Um dos caminhos a adoptar pelo socialismo é então um falhanço do neoliberalismo, consiste no aprofundar dos mecanismos de regulação das falhas de mercado existentes. Descobrir as melhores formas de intervir na economia e descobrir como o fazer a nível mundial. Ninguém imagina uma entidade supra-nacional de regulação e defesa da concorrência, mas seria algo essencial (a par da já existente organização supra-nacional para liberalizar as trocas comerciais); para garantir um crescimento económico sustentado e consequentemente uma ordem mundial saudável.
Mas não acaba aqui. Nós não somos cidadãos de Esparta e estamos longe de matar os nossos jovens doentes. Como tal, o objectivo liberal apenas se aplica a parte das nossas vidas, mais concretamente ao funcionamento do mercado. Fora do mercado, as coisas passam-se de forma diferente. E aqui deveria haver um enorme consenso entre liberais e socialistas. A eliminação da pobreza, da fome e da exclusão social, são objectivos comuns e que têm que ser combatidos. Hayek preferiria remeter este assunto para as actividades privadas de caridade. Na minha ignorância, penso que os liberais gostariam de remeter este assunto para a "sociedade civil", ou seja, para longe do governo. Os socialistas devem debater isto. Mais uma vez se trata dum bem público que poderá justificar a intervenção estatal.
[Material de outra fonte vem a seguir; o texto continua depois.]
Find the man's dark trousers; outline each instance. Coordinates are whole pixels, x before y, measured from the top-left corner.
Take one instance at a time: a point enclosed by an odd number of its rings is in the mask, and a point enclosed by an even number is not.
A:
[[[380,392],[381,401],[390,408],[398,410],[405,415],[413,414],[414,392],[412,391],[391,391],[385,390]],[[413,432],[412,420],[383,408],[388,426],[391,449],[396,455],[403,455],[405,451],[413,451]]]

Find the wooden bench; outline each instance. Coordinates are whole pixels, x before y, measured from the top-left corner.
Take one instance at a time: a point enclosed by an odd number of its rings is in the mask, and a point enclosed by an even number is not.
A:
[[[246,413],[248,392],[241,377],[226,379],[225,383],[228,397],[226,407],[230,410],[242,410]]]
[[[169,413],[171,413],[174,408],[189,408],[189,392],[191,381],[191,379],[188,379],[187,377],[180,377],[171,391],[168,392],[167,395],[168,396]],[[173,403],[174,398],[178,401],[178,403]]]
E a rede de segurança Hayekiana, mais importante que ser estatal ou privada, tem que existir. Os custos sociais duma pessoa a passar fome são incomportáveis para uma sociedade que se diz civilizada.
Terminando, poderão dizer que eu mais pareço pertencer a uma direita-compreensiva que à esquerda, mas isso não é verdade. Eu ainda me considero pelo menos socialista, e gostaria que fosse o PS a dinamizar esta nova revolução socialista, de forma mais competente que o que aconteceu recentemente, mas com os mesmos objectivos - correctos - que vão sobrando à passagem devastadora da história.